Brian Redfern

Linux Low Latency Audio

2024-09-24

Over time its become a lot easier to setup Linux for pro audio uses.

Now in a few short steps we can rapidly modify any modern Linux system for pro audio.

Rather than compiling a realtime kernel, today we can setup PAM to enable high quality, low latency audio.

To begin with we're going to check how the power management is working. These days you're not going to need to change any settings as long as this command line call shows "performance" as the result when your laptop is plugged in.

echo -n performance | sudo tee /sys/devices/system/cpu/cpu*/cpufreq/scaling_governor

Next we have to configure PAM for it to give us low latency audio.

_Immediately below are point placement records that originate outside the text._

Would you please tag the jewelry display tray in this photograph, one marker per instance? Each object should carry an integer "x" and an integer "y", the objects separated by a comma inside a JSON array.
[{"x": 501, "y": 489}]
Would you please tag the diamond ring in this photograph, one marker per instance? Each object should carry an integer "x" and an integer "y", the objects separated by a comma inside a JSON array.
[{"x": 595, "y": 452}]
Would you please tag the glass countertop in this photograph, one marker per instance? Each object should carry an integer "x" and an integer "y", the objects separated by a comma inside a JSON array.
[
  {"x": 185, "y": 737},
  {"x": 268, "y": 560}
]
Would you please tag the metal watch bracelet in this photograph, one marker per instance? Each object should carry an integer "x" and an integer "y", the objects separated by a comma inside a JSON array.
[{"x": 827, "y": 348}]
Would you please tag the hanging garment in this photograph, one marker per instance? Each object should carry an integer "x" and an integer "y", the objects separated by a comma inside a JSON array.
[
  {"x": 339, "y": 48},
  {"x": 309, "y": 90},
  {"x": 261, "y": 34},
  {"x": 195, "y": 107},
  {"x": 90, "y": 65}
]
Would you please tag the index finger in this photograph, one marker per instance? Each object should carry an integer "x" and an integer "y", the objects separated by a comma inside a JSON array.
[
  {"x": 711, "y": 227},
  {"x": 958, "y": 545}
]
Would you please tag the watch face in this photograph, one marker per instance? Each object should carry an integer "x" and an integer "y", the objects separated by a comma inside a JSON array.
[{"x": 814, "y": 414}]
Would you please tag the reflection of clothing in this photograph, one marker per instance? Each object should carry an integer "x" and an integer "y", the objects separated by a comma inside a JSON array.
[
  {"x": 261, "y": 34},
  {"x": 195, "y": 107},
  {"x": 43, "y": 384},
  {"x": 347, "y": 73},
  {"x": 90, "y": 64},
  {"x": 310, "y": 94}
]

Open up this file under your favorite text editor using sudo: /etc/security/limits.conf or /etc/security/limits.d/audio.conf

Then paste this in: @audio - rtprio 90 # maximum realtime priority @audio - memlock unlimited # maximum locked-in-memory address space (KB)

This enables PAM, now we'll make another couple small tweaks and we'll be ready to reboot into low latency.

Next we add a setting to /etc/sysctl.conf most likely this file will be empty and we will add: vm.swappiness = 10

This is especially important for users of lower end hardware, where swap has a bigger impact on latency.

For our final setting we need to add our user we intend to use for pro audio to the audio group:

sudo usermod -a -G audio Where is the username of your pro audio user.

To add yourself (where you're the only user) you can run this: sudo usermod -a -G audio $USER

And that's it, reboot and you'll have great audio performance and quality, no need for tricky custom kernels.